10 septembre 2009
Respire, respiiiiire !
Non, le tchôblog n'est pas mort ! Faute de faire vivre le mien, une première note publiée sur le blog de la bande à Tchô, en réponse à une note de Buche... À suivre ?
25 juin 2009
We need heroes !!!
Partout dans le monde, un certain nombre d'individus en apparence ordinaires se révèlent dotés de capacités "hors du commun" : la régénération cellulaire, la téléportation, la télépathie... Ils ne savent pas ce qui leur arrive, ni les répercussions que tout cela pourrait avoir.
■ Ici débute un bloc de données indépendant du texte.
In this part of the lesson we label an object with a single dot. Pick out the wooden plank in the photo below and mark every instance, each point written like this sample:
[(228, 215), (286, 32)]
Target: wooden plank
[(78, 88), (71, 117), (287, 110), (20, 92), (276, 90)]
Ils ignorent encore qu'ils font partie d'une évolution qui va changer le monde à jamais !
Voici le pitch de la première saison de Heroes (nommée "Genesis"), série américaine de Tim Kring largement inspirée par la mythologie des super-héros US tout en se débarrassant au passage du folklore propre aux comics : exit capes et collants moulants, les personnages de "Heroes" restent ancrés dans le monde d'aujourd'hui ! J'avais adoré cette première saison, moi-même friand de ce type d'univers BD et de séries télés.
Les épisodes suivants (saison 2 : "Generations'), heurtés de plein fouet par la grève des scénaristes de 2007, avaient été quelque peu amputés d'une moitié de saison, voire bâclés : avec seulement 11 épisodes vite vus, vite faits, le fan que j'étais alors, était resté sur sa faim !!!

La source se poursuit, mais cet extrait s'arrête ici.